Oliver Wright was just 15 years old when he had his air ambulance flight.
Like any teenage boy, Ollie has a healthy appetite. One day in summer 2016, he grabbed a few cookies before leaving for school, only to feel unwell when he got there. He was sent home with a presumed tummy bug.
But as the day went on, Ollie didn’t get any better. And when his mum and dad got home that evening, they found him in a terrifying condition. He was barely breathing, lying on his bed, his face turned grey. He had suffered a severe allergic reaction to peanuts in the cookies he had eaten that morning.
Terrified, they grabbed his asthma inhalers and phoned for an ambulance. The wait was agonising.
Mum Nicola said: “We felt totally helpless as we watched our son struggle to breathe, the life slowing drifting out of him – he fell unconscious, not responding at all – we thought we’d lost him.”
When the ambulance service did arrive, they saw straight away how critical Oliver’s condition had become. They needed advanced medical help from the local air ambulance’s Critical Care Team, and called for backup.
Having just put the helicopter away for the night, critical care paramedic Danny Evans and Dr Leon Roberts were already out on the road in the night car. When they received the call for back-up they were just two minutes from the house.

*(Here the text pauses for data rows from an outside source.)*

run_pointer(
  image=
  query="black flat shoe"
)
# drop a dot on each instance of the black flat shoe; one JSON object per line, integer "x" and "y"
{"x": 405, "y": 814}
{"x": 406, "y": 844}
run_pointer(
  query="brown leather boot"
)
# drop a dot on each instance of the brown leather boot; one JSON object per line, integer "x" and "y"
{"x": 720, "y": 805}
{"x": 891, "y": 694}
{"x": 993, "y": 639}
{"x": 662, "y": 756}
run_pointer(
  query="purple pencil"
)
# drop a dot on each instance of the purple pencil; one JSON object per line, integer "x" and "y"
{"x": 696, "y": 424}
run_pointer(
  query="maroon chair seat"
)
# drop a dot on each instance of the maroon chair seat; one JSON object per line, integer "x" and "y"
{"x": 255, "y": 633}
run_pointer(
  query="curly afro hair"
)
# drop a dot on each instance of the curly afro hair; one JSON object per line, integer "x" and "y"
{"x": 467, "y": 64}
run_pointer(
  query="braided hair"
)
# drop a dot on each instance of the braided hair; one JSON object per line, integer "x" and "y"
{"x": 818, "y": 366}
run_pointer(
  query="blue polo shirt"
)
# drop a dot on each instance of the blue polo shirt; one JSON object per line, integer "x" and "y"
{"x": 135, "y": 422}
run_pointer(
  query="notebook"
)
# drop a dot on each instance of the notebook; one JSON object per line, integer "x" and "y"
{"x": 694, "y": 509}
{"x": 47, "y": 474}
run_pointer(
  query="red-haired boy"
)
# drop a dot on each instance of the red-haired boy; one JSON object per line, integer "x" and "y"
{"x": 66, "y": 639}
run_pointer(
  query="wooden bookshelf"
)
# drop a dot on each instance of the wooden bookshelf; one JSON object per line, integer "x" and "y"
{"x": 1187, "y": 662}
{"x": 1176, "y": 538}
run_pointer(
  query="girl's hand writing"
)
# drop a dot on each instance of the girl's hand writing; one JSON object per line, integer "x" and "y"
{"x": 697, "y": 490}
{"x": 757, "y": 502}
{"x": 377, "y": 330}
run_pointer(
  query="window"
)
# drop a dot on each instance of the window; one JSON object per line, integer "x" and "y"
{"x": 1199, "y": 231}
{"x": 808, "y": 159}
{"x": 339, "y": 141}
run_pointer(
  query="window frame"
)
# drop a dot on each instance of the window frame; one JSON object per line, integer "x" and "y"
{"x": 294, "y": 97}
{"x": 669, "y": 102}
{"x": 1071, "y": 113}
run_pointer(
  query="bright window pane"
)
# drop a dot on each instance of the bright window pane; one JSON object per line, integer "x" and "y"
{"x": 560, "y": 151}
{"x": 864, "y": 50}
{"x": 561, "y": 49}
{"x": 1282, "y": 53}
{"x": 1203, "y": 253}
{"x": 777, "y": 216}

Nicola said: “The crew were amazing. It was like a whirlwind as they worked fast to help our boy. I travelled with them and Ollie in the back of the ambulance to Queen’s Medical Centre in Nottingham. Dr Leon was so calm and reassuring but I couldn’t help feeling scared. As Ollie’s mum, it was without question the worst day of my life. It’s frightening to know how vulnerable we are and how precious life is.”
Thankfully, Ollie was able to make a full recovery. He was kept in intensive care for three days on life support, then spent a further day at the hospital. After just a couple of weeks off school, he was fighting fit again.